Paris: Il «tape la manche» depuis 20 ans et publie un livre grâce à Jean-Louis Debré
HISTOIRE•Jean-Marie Roughol publie ce mercredi «Je tape la manche», après deux ans et demi de travail et une rencontre : celle de l’ex-ministre Jean-Louis Debré, devenu un ami...Fabrice Pouliquen
Il en voit tellement des passants lui filer sous le nez sans un regard. Certains, même, détournent la tête volontairement. Tant pis, Jean-Marie Roughol n’est pas du genre à renoncer. Il agite les quelques pièces dans son gobelet et sert sa blague du moment : « C’est pour la fashion week des clodos ».

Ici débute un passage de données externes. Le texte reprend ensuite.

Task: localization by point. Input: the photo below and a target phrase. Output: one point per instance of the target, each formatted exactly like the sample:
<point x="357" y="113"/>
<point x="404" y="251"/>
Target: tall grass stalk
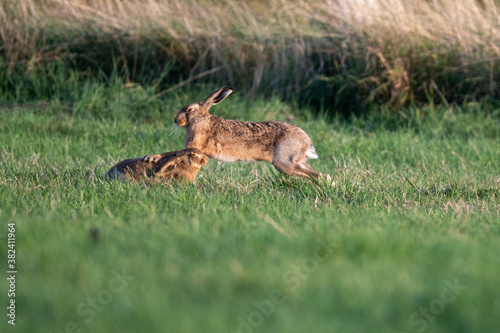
<point x="339" y="54"/>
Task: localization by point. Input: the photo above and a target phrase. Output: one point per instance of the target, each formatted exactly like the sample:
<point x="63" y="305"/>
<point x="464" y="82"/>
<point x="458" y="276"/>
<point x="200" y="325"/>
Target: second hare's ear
<point x="217" y="96"/>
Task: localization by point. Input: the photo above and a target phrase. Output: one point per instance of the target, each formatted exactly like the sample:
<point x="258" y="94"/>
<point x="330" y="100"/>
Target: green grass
<point x="414" y="207"/>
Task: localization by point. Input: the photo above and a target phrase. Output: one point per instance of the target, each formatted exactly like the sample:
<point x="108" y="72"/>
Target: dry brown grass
<point x="389" y="50"/>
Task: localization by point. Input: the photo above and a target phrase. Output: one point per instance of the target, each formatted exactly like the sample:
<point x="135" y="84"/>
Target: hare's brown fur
<point x="180" y="164"/>
<point x="284" y="145"/>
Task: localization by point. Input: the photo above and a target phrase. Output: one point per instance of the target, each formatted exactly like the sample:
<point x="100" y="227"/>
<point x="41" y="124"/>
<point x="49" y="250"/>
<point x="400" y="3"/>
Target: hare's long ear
<point x="217" y="96"/>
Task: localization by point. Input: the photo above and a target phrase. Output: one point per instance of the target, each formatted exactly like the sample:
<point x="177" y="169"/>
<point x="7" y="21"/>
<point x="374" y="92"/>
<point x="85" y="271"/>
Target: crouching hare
<point x="181" y="164"/>
<point x="284" y="145"/>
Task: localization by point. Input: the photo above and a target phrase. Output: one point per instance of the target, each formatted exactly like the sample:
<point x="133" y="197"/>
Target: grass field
<point x="405" y="239"/>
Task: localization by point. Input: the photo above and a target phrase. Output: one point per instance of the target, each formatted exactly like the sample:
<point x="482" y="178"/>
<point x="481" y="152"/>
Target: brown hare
<point x="181" y="164"/>
<point x="284" y="145"/>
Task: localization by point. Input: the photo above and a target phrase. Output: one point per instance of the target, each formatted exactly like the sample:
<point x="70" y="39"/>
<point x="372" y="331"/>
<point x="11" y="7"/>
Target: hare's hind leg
<point x="292" y="161"/>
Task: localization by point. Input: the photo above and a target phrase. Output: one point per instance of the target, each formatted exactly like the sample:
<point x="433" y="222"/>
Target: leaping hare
<point x="284" y="145"/>
<point x="181" y="164"/>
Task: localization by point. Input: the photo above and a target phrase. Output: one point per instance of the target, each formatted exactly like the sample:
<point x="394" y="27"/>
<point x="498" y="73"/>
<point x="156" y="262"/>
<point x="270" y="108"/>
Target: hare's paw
<point x="151" y="158"/>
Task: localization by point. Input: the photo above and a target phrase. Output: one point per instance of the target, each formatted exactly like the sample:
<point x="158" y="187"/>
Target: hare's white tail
<point x="311" y="153"/>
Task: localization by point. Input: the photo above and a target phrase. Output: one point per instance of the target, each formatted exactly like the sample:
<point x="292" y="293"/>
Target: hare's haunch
<point x="284" y="145"/>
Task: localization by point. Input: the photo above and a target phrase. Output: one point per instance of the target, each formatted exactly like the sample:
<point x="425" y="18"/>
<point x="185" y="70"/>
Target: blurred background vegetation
<point x="337" y="56"/>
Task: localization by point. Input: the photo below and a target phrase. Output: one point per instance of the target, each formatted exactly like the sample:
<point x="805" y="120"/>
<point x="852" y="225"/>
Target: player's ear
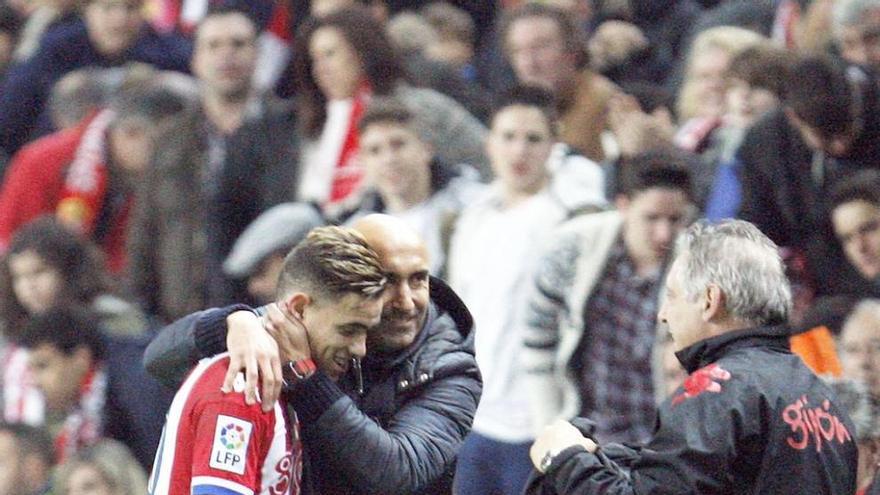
<point x="295" y="304"/>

Mendiant de 10h jusqu’à minuit
Clodo, Jean-Marie Roughol, 47 ans, l’est depuis plus de vingt ans. Hormis quelques courtes parenthèses dans sa vie, chaque jour, il mendie. « De 10h, jusqu’à parfois minuit, lâche-t-il fatigué de vivre au jour le jour.
Mais pourquoi le réduire à ça ? Ce mercredi, Jean-Marie Roughol sort aussi un livre : Je tape la manche (éditions Calmann-Lévy). Le fruit de deux ans et demi de travail et, surtout, d’une rencontre : celle de Jean-Louis Debré, l’ex-président de l’Assemblée nationale et actuel président du conseil constitutionnel, croisé devant un magasin où Jean-Marie Roughol à l’habitude de « taper ». « Je lui ai proposé de garder son vélo le temps de ses courses. Nous sommes devenus amis. C’est lui qui m’a poussé à écrire mon histoire et qui a relu mon récit. »
Une vie bien remplie
Au final, Jean-Marie Roughol a noirci 170 pages d’une écriture la plus franche possible. « Je suis comme ça », se justifie-t-il. On y apprend que Jean-Louis Debré n’est pas le seul « people » croisé. Le metteur en scène Robert Hossein l’a même embauché pour faire de la figuration dans deux de ses grands spectacles : Ben Hur et N’ayez pas peur, sur la vie de Jean-Paul II. Jean-Marie Roughol a aussi croisé Alain Delon, Jamel Debouzze et Gérard Jugnot ou encore Michel Sardou, et les égratine tous les quatre dans son livre. Au contraire de Gad Elamaleh ou Doc Gyneco. « Deux chics types », raconte celui qui aurait rêvé de rencontrer aussi Coluche.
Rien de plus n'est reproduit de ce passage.